Rational design, synthesis and biological evaluation of benzo[d]isoxazole derivatives as potent BET bivalent inhibitors for potential treatment of prostate cancer

Multivalency is an attractive strategy for effective binding to target protein. Bromodomain and extra-terminal (BET) family features two tandem bromodomains (BD1, BD2), which are considered to be potential new tar-gets for prostate cancer. Herein, we report the rational design, optimization, and evaluation of a class of novel BET bivalent inhibitors based on our monovalent BET inhibitor 7 (Y06037).

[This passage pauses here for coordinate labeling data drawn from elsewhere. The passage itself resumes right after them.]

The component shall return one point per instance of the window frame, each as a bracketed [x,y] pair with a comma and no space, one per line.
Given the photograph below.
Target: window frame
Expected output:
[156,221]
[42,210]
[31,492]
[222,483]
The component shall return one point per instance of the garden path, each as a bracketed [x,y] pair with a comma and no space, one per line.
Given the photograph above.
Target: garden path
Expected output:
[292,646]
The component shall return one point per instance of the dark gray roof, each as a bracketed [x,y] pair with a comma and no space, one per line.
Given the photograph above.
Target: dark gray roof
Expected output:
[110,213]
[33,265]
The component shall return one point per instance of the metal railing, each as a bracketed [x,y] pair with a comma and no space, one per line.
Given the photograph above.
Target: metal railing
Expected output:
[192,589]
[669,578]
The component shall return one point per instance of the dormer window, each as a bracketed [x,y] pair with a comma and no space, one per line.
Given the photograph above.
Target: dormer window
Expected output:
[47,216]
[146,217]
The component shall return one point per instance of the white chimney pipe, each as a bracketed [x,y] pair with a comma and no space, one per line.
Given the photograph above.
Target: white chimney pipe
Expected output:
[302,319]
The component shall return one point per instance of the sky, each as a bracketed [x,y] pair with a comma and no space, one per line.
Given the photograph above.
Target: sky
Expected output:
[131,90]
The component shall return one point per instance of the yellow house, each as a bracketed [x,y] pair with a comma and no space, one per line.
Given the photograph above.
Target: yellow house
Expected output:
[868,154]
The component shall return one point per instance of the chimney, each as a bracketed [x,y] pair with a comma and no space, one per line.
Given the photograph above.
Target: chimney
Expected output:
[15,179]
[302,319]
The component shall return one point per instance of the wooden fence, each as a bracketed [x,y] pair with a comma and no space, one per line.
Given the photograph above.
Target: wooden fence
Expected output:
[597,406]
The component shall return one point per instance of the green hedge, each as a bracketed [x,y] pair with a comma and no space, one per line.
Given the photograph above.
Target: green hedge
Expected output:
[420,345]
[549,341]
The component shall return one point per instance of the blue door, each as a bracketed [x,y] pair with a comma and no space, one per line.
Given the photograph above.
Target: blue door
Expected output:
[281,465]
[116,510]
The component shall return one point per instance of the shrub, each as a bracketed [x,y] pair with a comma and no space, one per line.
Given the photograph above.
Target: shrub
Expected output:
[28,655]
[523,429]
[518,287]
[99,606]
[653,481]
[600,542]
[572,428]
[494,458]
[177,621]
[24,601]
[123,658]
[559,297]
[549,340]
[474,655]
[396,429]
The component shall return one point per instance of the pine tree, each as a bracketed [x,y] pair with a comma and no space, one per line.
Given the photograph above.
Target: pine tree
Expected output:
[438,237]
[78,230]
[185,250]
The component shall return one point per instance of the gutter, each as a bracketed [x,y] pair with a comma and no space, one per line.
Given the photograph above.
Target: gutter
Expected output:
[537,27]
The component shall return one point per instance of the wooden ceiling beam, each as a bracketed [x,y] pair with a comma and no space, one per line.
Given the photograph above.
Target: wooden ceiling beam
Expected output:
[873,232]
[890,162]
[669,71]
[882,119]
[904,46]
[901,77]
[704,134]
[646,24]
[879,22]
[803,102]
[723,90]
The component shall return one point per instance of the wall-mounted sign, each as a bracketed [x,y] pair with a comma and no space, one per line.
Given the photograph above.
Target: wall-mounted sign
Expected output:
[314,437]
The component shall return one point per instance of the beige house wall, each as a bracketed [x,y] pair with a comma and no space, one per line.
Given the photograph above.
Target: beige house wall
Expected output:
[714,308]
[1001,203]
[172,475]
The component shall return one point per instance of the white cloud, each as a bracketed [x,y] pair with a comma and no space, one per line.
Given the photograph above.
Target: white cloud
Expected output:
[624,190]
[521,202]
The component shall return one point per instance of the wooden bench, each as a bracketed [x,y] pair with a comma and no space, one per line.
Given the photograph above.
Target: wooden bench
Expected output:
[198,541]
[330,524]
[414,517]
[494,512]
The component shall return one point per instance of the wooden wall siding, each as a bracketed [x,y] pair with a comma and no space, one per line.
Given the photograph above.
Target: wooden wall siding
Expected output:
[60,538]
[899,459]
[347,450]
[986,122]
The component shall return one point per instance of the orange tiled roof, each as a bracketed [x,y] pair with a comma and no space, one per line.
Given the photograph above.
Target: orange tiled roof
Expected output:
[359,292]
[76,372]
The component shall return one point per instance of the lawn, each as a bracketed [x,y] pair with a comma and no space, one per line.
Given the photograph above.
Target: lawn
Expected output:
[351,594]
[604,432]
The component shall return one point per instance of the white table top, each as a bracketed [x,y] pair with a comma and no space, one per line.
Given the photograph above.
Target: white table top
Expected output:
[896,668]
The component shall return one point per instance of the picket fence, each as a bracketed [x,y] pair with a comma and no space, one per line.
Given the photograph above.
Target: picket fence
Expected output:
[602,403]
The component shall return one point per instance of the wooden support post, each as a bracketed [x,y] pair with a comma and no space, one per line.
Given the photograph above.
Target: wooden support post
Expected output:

The representative bivalent inhibitor 17b effectively inhibited the cell growth of LNCaP, exhibiting 32 folds more potency than monovalent inhibitor 7. Besides, 17b induced 95.1 % PSA regression in LNCaP cell at 2 mu M. Docking study was further carried out to reveal the potential binding mode of 17b with two BET bromodomains. Our study demonstrates that 17b (Y13021) is a promising BET bivalent inhibitor for the treatment of prostate cancer.

Automated summary

In this study, a class of novel BET bivalent inhibitors based on a monovalent BET inhibitor 7 (Y06037) was designed, optimized, and evaluated. The representative bivalent inhibitor 17b exhibited 32-fold greater potency in inhibiting cell growth in LNCaP compared to monovalent inhibitor 7. Furthermore, 17b induced 95.1% PSA regression in LNCaP cells at a concentration of 2 μM. Docking study revealed the potential binding mode of 17b with two BET bromodomains. These findings suggest that 17b (Y13021) is a promising BET bivalent inhibitor for the treatment of prostate cancer.